Les mots sont des êtres vivants.

Chaque mot a son image et son âme. Il sait s’il peut s’entendre avec un mot ou un autre, par leur simple présence à ses côtés. Comme les notes en musique, les couleurs en peinture ou les ingrédients en gastronomie, les mots ne peuvent pas tous être mélangés entre eux ou rester les uns à cotes des autres. Nous cherchons en permanence le mot juste.

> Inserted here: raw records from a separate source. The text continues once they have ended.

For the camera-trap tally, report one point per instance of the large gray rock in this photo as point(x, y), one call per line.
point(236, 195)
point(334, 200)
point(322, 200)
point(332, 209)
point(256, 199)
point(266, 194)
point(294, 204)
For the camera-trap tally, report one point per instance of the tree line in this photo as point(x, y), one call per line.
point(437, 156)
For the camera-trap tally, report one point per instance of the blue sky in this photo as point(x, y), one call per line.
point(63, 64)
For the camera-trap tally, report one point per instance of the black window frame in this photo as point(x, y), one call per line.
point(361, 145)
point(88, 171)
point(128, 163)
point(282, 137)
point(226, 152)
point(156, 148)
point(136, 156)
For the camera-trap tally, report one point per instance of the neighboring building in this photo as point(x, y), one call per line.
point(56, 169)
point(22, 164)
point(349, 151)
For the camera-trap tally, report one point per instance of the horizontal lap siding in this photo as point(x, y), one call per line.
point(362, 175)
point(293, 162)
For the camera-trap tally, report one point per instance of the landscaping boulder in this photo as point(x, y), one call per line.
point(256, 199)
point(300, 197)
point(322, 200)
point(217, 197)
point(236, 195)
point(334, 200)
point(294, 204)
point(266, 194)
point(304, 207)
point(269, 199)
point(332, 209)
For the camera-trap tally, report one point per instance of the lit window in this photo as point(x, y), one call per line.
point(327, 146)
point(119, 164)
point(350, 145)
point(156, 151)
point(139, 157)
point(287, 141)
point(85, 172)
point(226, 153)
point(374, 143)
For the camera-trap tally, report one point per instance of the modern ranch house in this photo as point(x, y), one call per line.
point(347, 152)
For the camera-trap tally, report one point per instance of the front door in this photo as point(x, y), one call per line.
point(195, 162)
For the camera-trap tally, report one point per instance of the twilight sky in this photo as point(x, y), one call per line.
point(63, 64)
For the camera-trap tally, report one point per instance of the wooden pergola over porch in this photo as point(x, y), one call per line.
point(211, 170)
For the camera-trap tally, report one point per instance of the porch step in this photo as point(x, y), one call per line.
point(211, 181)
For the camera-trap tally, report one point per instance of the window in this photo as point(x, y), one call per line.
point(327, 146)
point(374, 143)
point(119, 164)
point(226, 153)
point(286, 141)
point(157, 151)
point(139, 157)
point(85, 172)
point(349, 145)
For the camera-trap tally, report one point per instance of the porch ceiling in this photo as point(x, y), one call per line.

Le mot juste n’est jamais prononcé. À partir du moment où il est prononcé, il se déforme, parce que nous ne pouvons jamais le trouver. Nous semblons dire des ombres de mot, des traces de sens. Le mot juste se trouve à la limite entre la pensée et la prononciation, entre l’hésitation et l’assurance, entre l’assertion et la négation. Nous suivons dans l’écheveau de pensées inachevées une lueur de lumière se débattant, transperçant l’obscurité. C’est le mot à venir. À chaque bouffée d’oxygène que la pensée inspire, le mot pousse à l’intérieur de cette lueur-là et s’y développe. Jusqu'à ce que le processus de croissance s’achève et devienne être, se déclarant prêt à la prononciation. Plus la pensée inspire de l’air, plus le mot s’approche du sens adéquat. Jamais néanmoins il ne sera le véritable mot. Nous vivrons toujours avec la sensation que nous n’avons pas encore dit ce que nous voulions dire… Quand nous voulons trouver le mot, nous le regardons de loin s’approcher. Nous captons son regard et pouvons comprendre, en un instant, si ce mot-là va supporter à ses côtés la présence du mot qui le suit. Notre rôle est de ne pas attenter à la liberté d’un mot. Il doit choisir ses voisins, ceux qui peuvent l’aider à ce qu’il devienne lui-même. Le mot juste est celui qui se trouve en dépendance permanente avec les mots qui le précèdent et le suivent. Même celui du début d’une phrase est lui aussi enchaîné. Nous n’avons aucun droit sur un mot, tout comme nous n’avons aucun droit sur un être vivant. Nous répondons de chaque mot prononcé.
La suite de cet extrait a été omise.